Companies in the sector are seeking to refinance existing debt, a chunk of it which is tied to acquisitions, and raise capital, as a boom in commodity prices sparks consolidation and lifts profits in the sector, analysts said.
Rio Tinto and Vedanta bond sales would be hot on the heels of Singapore-listed commodities firm Noble Group, which raised $500 million in bonds in May.
Though sentiment is still weak in global credit markets, regional bond spreads have recovered significantly since widening to record spreads in mid-March, encouraging firms to come to the market.
The window of opportunity may not last long either because U.S. interest rates could rise later in the year as the Federal Reserve becomes wary about inflation.
They are used as a guide in setting the basis for bond prices globally so higher U.S. rates could mean bigger payouts by bond sellers.
They are taking advantage of a good market right now, said Warut Promboon, a credit analyst for ING in Singapore.
(Resources companies) will rush in, especially companies with maturing debt in the next two years.

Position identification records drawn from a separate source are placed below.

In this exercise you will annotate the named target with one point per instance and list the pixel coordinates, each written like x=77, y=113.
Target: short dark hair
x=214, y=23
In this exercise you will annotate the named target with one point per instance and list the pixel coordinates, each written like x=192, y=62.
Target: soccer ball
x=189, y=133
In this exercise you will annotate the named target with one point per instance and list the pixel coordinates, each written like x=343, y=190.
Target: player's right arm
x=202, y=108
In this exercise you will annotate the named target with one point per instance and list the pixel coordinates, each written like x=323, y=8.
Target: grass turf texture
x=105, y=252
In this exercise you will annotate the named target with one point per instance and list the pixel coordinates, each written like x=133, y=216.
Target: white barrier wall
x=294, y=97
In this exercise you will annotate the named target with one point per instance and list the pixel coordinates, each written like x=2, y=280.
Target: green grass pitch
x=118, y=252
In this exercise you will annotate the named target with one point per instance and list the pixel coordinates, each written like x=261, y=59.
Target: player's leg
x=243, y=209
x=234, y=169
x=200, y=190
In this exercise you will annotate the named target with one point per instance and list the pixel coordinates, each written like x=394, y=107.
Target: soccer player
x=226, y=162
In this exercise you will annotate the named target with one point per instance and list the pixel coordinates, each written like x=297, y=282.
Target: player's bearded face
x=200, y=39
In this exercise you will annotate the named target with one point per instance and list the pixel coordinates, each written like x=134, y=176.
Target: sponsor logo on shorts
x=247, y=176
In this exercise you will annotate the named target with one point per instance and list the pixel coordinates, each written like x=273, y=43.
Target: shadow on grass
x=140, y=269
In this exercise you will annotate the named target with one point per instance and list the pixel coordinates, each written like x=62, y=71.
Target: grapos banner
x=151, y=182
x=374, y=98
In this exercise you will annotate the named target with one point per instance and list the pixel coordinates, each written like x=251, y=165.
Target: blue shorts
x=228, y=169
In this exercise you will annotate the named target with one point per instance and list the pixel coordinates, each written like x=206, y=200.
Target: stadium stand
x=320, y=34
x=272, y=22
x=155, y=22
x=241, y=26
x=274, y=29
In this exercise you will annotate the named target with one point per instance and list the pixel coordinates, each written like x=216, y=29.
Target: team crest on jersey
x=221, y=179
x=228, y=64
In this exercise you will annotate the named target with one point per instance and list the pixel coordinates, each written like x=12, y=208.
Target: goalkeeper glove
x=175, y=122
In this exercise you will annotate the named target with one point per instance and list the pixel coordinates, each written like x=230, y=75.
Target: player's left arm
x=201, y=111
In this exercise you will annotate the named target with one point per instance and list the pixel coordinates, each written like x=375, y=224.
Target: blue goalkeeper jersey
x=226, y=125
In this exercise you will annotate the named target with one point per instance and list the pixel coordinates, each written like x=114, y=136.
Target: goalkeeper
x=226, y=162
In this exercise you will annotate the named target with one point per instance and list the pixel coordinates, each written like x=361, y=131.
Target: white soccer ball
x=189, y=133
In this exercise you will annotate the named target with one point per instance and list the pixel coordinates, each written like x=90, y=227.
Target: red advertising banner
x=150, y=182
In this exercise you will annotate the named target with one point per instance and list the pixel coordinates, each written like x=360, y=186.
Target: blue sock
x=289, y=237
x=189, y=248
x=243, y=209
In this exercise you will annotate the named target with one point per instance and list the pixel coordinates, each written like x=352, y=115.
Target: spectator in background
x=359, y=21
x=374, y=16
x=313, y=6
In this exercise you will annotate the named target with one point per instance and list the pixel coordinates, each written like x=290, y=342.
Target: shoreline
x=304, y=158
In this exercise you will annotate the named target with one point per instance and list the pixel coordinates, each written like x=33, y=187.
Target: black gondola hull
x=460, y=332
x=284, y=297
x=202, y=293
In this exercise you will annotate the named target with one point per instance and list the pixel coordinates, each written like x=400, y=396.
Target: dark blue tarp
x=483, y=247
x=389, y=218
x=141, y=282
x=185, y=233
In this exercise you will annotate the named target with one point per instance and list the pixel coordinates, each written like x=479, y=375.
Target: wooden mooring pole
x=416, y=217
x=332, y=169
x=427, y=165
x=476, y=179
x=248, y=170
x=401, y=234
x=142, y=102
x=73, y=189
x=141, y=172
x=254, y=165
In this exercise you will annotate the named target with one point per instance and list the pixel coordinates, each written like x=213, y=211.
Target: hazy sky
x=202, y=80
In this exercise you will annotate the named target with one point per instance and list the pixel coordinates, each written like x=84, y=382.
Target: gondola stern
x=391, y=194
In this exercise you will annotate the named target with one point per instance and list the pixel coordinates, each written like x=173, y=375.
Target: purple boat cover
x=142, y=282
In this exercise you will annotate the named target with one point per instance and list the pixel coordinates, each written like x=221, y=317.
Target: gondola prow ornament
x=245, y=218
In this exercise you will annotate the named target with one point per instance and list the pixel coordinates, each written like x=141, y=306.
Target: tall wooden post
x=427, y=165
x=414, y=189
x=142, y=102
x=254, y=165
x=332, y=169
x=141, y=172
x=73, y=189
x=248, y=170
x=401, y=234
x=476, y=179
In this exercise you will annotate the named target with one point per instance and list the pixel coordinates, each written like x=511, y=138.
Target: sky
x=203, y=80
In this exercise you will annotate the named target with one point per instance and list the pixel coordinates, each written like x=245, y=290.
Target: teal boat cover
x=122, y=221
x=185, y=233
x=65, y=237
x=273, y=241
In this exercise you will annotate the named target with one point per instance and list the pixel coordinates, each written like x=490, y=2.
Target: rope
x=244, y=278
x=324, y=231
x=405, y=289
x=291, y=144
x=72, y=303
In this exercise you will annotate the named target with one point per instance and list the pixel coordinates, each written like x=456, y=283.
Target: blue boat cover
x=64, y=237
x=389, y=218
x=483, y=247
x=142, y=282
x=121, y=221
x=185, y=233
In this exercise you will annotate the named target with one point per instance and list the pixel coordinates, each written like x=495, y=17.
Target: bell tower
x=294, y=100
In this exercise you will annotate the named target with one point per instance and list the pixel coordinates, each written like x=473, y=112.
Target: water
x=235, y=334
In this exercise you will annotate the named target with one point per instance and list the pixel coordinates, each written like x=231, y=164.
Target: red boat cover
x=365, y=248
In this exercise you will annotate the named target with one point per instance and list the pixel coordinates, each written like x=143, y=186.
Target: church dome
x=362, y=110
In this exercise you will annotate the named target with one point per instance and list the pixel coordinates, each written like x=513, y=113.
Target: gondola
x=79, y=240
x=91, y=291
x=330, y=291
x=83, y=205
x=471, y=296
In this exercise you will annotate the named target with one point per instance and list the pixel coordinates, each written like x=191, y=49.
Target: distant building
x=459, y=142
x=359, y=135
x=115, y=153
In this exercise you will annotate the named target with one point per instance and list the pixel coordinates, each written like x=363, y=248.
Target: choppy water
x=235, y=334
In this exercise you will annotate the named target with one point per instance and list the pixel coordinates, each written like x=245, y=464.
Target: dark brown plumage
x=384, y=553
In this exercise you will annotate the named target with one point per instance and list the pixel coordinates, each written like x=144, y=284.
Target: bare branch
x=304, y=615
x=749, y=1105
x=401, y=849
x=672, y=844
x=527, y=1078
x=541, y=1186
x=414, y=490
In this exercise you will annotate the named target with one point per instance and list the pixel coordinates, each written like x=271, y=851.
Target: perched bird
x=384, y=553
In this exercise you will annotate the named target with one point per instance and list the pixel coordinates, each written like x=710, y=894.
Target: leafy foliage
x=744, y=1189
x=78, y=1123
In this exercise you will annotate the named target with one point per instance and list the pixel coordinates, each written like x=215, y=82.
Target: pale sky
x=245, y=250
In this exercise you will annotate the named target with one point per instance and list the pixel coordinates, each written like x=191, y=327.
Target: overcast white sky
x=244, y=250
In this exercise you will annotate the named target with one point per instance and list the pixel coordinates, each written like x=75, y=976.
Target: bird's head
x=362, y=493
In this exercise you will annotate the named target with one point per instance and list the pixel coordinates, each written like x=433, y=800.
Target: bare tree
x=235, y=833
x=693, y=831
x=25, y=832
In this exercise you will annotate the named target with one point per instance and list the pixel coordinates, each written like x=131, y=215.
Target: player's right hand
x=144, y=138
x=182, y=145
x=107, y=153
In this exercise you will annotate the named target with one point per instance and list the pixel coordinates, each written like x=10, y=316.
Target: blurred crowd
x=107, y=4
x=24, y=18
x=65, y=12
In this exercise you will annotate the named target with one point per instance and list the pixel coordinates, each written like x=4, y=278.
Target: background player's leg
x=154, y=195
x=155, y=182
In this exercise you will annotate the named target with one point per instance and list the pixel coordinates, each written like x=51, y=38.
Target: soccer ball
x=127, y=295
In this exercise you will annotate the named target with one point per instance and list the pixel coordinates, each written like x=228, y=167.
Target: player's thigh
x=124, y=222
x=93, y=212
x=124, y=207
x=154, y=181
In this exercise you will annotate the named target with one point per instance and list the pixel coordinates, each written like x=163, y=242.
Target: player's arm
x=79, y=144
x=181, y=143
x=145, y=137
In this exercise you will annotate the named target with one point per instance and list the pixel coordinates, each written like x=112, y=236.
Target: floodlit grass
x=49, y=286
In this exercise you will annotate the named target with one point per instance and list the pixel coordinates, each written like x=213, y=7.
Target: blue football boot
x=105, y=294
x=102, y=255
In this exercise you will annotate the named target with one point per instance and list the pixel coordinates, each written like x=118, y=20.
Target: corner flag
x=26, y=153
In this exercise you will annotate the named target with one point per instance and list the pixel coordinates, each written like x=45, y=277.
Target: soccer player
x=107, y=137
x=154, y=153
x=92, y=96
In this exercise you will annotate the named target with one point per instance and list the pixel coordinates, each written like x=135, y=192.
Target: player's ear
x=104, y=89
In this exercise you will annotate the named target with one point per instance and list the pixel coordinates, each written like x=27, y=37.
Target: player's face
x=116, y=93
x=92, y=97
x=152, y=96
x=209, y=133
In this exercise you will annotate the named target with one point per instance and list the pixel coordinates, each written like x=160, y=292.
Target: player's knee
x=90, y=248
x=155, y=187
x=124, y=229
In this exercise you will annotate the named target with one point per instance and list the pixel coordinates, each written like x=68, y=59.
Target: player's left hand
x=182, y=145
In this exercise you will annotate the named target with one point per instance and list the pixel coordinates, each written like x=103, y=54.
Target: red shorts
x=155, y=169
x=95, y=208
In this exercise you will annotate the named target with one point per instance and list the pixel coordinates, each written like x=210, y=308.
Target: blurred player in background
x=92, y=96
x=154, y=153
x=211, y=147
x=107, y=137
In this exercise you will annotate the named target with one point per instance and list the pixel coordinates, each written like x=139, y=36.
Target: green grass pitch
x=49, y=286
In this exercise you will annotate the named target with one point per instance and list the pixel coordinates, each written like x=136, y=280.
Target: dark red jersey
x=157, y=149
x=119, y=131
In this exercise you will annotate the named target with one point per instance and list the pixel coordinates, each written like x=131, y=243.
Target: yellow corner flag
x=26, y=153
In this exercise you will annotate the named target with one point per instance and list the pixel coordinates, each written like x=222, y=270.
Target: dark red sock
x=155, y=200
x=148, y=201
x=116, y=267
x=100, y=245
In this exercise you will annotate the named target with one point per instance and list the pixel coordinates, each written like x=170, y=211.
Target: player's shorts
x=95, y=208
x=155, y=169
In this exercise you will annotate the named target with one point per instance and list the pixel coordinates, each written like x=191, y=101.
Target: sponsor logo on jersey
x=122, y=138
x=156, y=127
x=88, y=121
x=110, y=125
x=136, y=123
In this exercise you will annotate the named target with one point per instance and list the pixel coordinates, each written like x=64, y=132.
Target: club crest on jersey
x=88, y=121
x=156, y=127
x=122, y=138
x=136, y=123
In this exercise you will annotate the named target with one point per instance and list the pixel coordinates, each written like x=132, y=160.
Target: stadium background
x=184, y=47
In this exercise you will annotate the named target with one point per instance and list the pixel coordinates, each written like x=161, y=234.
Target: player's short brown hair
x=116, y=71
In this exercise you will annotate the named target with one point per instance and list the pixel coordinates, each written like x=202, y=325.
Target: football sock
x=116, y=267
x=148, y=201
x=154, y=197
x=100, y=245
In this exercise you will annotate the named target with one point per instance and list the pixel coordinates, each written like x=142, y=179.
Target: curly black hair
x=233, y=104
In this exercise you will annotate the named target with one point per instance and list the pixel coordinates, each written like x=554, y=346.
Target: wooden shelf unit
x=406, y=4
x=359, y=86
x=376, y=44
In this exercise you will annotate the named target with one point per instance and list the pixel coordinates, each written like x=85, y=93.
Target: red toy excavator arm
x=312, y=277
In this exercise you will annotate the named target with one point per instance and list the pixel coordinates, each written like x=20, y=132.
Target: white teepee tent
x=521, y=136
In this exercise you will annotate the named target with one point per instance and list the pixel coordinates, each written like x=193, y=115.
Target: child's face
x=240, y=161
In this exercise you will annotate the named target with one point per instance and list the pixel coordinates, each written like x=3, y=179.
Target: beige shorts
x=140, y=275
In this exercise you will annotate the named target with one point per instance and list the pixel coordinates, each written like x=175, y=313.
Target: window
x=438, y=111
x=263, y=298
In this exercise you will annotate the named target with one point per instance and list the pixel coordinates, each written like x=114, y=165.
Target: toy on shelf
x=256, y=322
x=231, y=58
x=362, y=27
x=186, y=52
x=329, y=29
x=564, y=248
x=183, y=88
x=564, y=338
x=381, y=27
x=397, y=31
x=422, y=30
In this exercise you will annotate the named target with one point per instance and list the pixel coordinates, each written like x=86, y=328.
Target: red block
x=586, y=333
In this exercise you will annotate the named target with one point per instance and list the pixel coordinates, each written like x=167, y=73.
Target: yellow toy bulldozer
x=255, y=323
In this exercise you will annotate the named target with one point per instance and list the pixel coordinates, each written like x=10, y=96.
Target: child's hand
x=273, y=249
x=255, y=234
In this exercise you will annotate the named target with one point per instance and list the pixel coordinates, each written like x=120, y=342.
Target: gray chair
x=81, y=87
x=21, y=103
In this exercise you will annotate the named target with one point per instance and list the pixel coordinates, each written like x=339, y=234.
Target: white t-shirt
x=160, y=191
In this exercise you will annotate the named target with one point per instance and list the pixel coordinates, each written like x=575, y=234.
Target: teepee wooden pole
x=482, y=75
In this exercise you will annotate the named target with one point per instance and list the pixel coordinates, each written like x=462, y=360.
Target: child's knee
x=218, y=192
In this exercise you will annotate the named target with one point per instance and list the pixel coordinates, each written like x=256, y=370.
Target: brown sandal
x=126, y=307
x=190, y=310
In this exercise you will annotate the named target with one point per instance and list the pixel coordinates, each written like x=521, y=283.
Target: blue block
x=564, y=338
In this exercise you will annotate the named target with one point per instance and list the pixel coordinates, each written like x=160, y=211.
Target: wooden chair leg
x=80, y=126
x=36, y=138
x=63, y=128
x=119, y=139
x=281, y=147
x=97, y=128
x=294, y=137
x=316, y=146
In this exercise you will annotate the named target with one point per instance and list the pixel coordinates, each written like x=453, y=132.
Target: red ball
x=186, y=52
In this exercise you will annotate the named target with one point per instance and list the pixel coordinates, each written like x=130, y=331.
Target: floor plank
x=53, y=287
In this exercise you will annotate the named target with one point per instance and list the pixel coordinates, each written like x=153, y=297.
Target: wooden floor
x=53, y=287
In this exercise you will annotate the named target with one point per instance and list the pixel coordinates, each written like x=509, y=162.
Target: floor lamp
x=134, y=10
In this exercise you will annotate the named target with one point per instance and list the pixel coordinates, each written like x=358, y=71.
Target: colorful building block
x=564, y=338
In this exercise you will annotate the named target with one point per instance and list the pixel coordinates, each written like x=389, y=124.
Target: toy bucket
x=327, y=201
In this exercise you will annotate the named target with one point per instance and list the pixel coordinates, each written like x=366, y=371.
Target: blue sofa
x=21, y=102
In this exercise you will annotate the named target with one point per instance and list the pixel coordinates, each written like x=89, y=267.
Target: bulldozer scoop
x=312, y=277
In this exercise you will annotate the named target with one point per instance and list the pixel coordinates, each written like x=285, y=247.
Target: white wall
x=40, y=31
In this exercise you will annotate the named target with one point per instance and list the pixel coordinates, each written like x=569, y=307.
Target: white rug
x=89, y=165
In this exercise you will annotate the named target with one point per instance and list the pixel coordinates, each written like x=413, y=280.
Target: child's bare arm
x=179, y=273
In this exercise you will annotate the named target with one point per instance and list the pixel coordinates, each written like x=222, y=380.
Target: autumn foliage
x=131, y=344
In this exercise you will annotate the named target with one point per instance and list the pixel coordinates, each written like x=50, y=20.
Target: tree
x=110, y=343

The window is closing fast so they have to hurry, he said.
Rio Tinto is offering a five-year dollar bond at around 240 basis points (bps) over Treasuries, and a 10-year tranche at around 250 bps, a source involved in the deal said on Tuesday.
The Australian mining firm is also offering a 20-year tranche at 250-255 bps over Treasuries, said the source, who declined to be identified because he is not authorised to talk to the media about the sale.
Rio could be seeking to raise $3 billion, according to an email to clients from BNP Paribas' analyst Brett Williams.
The mining firm intends to use the proceeds to refinance debt related to its $38 billion purchase of Canadian aluminium producer Alcan last year, market sources say.
Rio is itself the target of an estimated $163 billion bid by BHP Billiton, the world's biggest mining group, though Rio has rejected the offer as too low.
OTHERS SELLING DEBT
Mining firms are benefiting from strong demand for commodities from fast-growing countries such as China and India.
India-focused Vedanta Resources set guidance for a 5.5 year dollar bond at a yield of around 8.25 percent, and a 10 year issue at a yield of 9 percent, a source involved in that deal said on Tuesday.
The London-listed mining firm is seeking to raise up to $2 billion, an investor source briefed on the deal told Reuters on Monday.
Vedanta will likely use the money to refinance debt, analysts said, as well as fund capital spending that is projected by Moody's Investors Service to reach $3.3 billion over the next three to four years.
It may also opt to use some of the money to partly fund the $2.6 billion deal by Vedanta's unit Sterlite Industries to purchase the operating assets of miner Asarco.
Rio and Vedanta are not the only resource-related firms from Asia-Pacific looking to raise money.
South Korean oil refiner GS Caltex also set guidance on Tuesday for a five-year bond sale at 375-390 basis points over Treasuries, a source with knowledge of the plans said.
Thai steel-coil maker G Steel plans to meet investors in Asia and London over the next few weeks as part of a non-deal roadshow, though debt markets have speculated the company will eventually look to sell a bond. G Steel had said in late May it planned to sell up to $300 million in baht and dollar-denominated bonds to refinance debt.
The string of deals comes amid a revival in debt deals from Asia after volumes slumped during a first quarter that had been marked by fears over a global credit crisis.